Odette du Puigaudeau, Tagant, Phébus, 1993, p. 89.
Le cours des pensées en randonnée solitaire est quelque chose de très particulier. Le plus souvent, il s'agit d'un va-et-vient entre ce qu'offre l'environnement aux sens en éveil et les souvenirs, les réflexions, les évocations ainsi suscitées. Parfois, l'environnement disparaît au profit d'un monologue intérieur suffisamment intense pour absorber l'esprit. Parfois, c'est une rengaine, musicale ou imaginaire, qui occupe l'espace de la conscience. Mais toujours, un obstacle, une difficulté, une douleur vient rappeler l'esprit à l'ordre et l'attention à l'environnement où le corps se meut.
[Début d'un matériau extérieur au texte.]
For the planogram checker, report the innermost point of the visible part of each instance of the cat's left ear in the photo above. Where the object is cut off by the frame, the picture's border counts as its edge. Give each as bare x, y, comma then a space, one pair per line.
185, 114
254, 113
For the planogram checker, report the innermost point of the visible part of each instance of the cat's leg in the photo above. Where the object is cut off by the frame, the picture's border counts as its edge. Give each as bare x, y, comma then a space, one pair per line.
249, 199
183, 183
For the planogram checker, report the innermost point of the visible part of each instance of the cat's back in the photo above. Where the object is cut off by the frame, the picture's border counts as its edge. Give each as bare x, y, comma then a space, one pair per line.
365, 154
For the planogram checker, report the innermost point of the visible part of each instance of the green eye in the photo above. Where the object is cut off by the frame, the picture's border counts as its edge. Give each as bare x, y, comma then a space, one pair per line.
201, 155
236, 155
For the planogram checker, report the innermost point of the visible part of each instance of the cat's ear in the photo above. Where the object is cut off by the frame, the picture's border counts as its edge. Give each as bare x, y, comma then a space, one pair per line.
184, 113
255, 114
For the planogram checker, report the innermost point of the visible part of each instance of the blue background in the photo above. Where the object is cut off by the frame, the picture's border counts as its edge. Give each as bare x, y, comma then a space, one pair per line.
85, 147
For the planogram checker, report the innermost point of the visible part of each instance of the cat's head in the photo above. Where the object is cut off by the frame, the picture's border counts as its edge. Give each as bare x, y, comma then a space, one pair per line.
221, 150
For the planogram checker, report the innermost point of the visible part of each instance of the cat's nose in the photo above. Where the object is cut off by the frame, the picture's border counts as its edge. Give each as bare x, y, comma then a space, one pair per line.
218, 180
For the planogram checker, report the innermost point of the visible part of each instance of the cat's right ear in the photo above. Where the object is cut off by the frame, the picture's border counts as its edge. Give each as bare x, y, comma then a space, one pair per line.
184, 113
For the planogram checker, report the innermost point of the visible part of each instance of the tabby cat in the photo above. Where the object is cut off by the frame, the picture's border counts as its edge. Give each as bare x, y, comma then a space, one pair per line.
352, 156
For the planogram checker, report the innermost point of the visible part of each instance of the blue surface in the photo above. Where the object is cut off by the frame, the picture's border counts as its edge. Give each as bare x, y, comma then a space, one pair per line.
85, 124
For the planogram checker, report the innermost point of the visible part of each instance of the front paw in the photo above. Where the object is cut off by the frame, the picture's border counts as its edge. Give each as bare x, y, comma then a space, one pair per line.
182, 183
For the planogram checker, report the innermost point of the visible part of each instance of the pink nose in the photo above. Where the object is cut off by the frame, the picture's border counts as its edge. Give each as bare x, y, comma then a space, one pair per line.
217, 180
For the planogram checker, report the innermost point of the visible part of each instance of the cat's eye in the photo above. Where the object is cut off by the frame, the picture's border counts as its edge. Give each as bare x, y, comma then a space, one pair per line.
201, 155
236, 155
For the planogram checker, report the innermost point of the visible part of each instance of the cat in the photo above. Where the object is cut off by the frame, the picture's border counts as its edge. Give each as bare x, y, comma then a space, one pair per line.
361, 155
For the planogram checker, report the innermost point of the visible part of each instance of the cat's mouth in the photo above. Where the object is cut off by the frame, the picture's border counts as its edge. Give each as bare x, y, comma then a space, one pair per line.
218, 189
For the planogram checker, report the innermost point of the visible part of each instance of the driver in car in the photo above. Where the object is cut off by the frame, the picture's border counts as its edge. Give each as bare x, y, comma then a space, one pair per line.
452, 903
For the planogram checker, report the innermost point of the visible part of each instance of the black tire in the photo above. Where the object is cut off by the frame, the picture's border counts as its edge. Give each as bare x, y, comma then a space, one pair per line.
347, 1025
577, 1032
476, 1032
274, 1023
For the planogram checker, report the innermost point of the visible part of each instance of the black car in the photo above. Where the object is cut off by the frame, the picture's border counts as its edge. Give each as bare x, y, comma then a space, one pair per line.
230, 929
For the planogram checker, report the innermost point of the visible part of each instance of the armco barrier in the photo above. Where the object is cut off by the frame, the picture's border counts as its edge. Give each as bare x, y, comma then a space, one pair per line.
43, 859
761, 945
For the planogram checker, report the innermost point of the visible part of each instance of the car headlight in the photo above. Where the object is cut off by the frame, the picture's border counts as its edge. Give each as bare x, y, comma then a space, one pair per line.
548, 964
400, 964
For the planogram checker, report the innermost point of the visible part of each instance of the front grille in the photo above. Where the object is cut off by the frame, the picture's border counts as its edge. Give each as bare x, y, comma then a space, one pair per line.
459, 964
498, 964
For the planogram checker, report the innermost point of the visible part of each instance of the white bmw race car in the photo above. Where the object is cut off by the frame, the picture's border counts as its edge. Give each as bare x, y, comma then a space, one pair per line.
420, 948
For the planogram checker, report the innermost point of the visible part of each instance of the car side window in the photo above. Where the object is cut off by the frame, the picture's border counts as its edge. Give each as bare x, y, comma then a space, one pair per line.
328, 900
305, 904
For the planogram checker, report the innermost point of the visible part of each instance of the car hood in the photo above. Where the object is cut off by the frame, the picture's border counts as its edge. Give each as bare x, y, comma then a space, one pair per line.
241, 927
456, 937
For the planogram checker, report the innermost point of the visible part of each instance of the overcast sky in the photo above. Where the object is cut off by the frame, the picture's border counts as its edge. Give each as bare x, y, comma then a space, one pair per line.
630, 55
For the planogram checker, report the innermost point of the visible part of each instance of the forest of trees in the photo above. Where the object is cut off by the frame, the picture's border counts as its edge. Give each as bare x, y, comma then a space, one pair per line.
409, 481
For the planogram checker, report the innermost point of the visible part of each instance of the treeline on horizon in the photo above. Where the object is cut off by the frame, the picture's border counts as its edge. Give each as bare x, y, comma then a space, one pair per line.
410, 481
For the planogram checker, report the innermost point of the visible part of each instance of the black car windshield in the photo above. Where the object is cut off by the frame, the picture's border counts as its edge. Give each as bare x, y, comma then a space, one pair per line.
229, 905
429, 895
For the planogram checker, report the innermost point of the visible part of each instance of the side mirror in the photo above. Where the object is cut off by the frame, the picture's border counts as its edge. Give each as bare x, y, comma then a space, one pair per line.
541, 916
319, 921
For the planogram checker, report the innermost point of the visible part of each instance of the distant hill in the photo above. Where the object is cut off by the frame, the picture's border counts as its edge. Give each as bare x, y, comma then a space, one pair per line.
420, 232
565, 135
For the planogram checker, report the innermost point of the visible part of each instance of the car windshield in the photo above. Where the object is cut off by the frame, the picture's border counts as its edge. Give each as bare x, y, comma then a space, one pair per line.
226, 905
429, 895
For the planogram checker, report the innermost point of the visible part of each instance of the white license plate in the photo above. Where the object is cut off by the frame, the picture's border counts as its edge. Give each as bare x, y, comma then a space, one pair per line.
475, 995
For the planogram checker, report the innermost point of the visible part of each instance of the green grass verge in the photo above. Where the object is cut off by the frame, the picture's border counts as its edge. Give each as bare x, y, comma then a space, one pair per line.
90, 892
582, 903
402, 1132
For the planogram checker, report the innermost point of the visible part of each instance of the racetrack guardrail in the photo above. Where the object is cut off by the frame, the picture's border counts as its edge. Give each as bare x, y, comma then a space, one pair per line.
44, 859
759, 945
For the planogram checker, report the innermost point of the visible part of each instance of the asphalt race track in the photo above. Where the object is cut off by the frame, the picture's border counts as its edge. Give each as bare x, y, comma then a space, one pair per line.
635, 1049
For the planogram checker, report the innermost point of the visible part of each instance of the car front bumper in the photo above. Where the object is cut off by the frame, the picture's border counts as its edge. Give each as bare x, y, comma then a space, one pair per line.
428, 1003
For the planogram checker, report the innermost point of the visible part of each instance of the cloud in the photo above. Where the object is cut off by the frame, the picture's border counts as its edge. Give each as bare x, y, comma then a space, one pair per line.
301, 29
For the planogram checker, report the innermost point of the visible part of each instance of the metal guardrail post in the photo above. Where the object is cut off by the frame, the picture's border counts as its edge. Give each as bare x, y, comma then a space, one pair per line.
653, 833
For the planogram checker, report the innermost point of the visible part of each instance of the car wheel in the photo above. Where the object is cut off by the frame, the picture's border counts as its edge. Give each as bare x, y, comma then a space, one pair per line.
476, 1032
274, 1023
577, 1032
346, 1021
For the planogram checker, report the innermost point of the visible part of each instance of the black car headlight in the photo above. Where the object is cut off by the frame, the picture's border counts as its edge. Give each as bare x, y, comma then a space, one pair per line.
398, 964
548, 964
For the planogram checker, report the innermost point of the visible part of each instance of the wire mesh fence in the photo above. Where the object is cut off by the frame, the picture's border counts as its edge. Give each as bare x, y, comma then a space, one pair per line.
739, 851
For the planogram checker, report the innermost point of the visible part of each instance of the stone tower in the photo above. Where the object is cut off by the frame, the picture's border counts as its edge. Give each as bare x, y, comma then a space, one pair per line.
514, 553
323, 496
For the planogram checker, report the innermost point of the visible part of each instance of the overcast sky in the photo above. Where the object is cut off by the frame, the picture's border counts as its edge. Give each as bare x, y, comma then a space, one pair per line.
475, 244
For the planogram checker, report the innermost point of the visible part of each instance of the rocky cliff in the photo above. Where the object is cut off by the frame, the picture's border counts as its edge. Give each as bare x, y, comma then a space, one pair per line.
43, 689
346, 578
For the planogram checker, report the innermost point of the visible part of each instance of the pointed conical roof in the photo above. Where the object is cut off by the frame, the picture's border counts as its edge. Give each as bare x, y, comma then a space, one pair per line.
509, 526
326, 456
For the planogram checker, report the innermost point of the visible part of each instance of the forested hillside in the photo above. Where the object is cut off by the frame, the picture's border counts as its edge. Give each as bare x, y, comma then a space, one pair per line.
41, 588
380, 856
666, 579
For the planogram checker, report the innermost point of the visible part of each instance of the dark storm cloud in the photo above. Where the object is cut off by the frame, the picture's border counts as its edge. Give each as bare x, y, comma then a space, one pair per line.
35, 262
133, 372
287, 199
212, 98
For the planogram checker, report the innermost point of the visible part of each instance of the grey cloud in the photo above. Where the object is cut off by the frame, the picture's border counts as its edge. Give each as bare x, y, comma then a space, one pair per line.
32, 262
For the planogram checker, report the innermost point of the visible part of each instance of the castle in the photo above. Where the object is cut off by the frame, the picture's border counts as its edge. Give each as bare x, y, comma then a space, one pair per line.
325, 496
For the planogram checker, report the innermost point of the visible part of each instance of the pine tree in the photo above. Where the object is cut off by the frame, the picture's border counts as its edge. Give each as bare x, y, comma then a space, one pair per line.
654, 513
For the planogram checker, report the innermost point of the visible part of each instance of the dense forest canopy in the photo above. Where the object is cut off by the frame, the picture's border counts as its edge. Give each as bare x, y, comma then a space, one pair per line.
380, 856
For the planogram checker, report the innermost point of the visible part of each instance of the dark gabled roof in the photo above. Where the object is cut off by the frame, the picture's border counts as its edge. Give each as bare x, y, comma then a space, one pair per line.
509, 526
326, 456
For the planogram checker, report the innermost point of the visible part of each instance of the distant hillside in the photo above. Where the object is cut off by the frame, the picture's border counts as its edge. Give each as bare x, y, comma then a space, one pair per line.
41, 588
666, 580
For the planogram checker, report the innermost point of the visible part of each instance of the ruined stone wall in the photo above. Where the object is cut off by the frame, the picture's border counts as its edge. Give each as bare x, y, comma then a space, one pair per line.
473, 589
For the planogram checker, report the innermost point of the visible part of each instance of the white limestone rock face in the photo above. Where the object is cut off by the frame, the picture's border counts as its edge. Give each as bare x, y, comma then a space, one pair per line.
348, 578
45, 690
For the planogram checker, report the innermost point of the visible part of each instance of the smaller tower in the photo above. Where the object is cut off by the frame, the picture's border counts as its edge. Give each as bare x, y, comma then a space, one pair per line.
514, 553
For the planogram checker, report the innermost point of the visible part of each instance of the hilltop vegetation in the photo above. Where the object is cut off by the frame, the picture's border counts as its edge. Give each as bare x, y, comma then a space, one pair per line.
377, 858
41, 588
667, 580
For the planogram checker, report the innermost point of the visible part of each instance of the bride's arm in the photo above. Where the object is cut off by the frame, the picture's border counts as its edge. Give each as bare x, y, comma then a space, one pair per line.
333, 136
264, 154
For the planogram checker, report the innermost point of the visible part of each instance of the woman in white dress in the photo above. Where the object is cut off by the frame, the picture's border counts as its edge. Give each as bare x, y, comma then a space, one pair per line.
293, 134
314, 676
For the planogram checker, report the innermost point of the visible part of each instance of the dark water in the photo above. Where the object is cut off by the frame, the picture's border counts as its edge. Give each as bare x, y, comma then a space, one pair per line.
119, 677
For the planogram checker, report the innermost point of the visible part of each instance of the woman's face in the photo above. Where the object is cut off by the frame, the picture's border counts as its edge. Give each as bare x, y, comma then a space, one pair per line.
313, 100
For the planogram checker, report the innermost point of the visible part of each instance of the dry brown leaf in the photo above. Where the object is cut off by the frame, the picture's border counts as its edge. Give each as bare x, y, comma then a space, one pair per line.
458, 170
A d'autres moments, l'esprit est focalisé par le corps et la douleur qui en émane. La pensée se limite alors à la concentration sur le mouvement. Un pas. Puis l'autre. Puis l'autre encore. Tous ceux qui ont marché un jour avec des pieds couverts de cloches (les ampoules françaises) savent de quoi je parle. Et puis, il y a aussi ces moments très particuliers, souvent en fin de journée, où l'esprit et le corps sont en pilotage automatique. Moments où la pensée semble éteinte, amorphe, inexistante et qui, lorsqu'elle se réveille, apparaissent comme une parenthèse dont aucun détail ne demeure.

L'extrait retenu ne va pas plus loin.